Your browser might not be displaying this website correctly. Please update Internet Explorer or try a different browser. We recommend Firefox.
While many people commonly associate patents, copyright and trade-marks with intellectual property, confidential business information (CBI) can sometimes be overlooked, says Toronto lawyer John Simpson of Shift Law.
“Every company, big or small, established or start-up, has CBI. It can be one of the company’s most valuable assets. But if it isn’t identified and adequately protected, its value will depreciate quickly or, worse, it will simply walk out the door,” he cautions.
CBI doesn’t just include secret recipes or algorithms, says Simpson, but also internal business processes, marketing strategies as well as supplier and customer lists that a company and its employees have acquired over time, through considerable effort and trial and error.
Generally, he explains, information can be CBI if:
(a) it isn’t generally known outside of the company;
(b) time and effort would be needed to find it elsewhere; and
(c) it has commercial value.
Information also doesn’t have to be “secret” to be considered CBI, adds Simpson, and can consist almost entirely of non-confidential elements as long as the whole package, such as a marketing plan, is not generally known and can’t otherwise be found in one place.
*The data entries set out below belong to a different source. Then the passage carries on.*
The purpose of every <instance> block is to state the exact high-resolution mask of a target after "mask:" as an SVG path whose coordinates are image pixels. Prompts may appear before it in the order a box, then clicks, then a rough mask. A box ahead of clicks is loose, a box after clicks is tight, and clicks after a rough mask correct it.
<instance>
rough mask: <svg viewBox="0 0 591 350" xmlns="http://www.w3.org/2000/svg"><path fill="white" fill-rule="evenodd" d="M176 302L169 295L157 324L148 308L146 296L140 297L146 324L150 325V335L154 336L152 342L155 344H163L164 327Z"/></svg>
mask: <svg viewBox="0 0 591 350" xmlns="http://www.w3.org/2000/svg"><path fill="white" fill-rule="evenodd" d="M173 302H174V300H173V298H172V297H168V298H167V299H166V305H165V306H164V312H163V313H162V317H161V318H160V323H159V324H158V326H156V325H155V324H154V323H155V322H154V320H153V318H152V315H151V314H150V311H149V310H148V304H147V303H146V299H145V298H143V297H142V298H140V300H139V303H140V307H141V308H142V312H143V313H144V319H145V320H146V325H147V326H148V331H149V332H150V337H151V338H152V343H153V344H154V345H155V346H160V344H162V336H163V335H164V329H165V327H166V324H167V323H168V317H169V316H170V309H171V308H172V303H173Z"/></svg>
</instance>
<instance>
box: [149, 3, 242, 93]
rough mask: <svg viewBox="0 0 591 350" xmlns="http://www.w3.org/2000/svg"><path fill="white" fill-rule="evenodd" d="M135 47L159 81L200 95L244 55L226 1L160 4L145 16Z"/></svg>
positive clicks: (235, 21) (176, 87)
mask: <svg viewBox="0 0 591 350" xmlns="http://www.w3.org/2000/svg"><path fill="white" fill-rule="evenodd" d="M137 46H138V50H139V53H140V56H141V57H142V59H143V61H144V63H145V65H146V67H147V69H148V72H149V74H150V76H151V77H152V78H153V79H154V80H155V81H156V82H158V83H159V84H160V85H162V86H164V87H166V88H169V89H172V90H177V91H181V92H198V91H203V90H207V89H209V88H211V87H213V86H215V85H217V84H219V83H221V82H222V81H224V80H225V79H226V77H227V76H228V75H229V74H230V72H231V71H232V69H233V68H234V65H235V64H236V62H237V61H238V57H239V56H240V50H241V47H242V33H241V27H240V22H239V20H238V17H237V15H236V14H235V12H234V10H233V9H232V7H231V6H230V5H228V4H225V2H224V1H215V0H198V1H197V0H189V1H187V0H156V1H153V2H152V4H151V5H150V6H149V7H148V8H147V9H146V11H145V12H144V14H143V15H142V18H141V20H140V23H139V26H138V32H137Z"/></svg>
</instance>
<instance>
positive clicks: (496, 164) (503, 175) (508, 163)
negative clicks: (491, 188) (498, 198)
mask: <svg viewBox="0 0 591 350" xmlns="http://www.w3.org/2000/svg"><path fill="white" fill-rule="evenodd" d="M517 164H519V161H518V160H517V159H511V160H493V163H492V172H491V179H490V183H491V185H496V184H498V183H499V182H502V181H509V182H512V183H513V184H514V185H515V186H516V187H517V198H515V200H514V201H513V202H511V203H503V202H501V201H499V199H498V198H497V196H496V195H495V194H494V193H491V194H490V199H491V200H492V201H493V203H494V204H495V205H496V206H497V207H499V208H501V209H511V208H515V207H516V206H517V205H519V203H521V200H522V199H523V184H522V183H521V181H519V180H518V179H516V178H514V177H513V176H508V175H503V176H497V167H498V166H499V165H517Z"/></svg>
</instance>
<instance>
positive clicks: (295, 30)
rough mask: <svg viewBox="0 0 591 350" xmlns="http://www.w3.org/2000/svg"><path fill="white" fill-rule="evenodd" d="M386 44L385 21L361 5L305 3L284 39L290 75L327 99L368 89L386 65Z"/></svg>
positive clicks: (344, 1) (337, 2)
The very nature of CBI makes it hard to protect, says Simpson, as it is easily shared, extremely portable and impossible to take back once it’s out of a company’s control. Also, he adds, unlike patents, copyright and trade-marks, there is no specific legislation in Canada for protecting CBI.
Identifying and protecting CBI is especially important for entrepreneurs and emerging companies, says Simpson, as so often it is the knowledge and ideas that are “under the hood” of these businesses that can ultimately make them successful. Knowledge and ideas are also difficult if not impossible to protect through patents, copyright or trade-marks.
Therefore, he says, maintaining confidentiality with other companies, employees, independent contractors or consultants may be the only way to prevent others from reaping the benefits of the time, hard work and innovation that went into acquiring it.
The law will only protect a discloser’s rights in confidential information to the extent that a recipient was made aware of its confidentiality, says Simpson. Ultimately, he says, once information has been identified and designated as confidential, all who come into contact with it should be made aware of its confidentiality and become obligated not to disclose it. This includes employees, independent contractors or consultants and other companies with whom a business is engaged in a commercial relationship or negotiation.
“The most effective way to communicate confidentiality and impose a non-disclosure obligation is through some form of written agreement. This can be a confidentiality covenant in an employment agreement, a letter to be signed by another party to a negotiation or a formal non-disclosure agreement,” he explains.
Simpson suggests that in the event of a legal dispute involving CBI in a marketing plan or a business process, “a judge will be far more likely to find that information like this is confidential if the owner did something to assemble its elements into one place and to “tie a bow” around it.” One way to do this, he explains, is to have a manual, ideally marked “Confidential,” in which all of a company’s CBI is reduced to writing.
Simpson says he has represented clients in a number cases involving breach of confidence or misappropriation of trade secrets. In every case, he notes, the information at issue was first disclosed in the context of some exciting new project when everyone was getting along perfectly and couldn’t imagine things ever going wrong.
“So don’t think that identifying and protecting CBI is only important when suspicions are first aroused. By that time, it will probably be too late,” he says.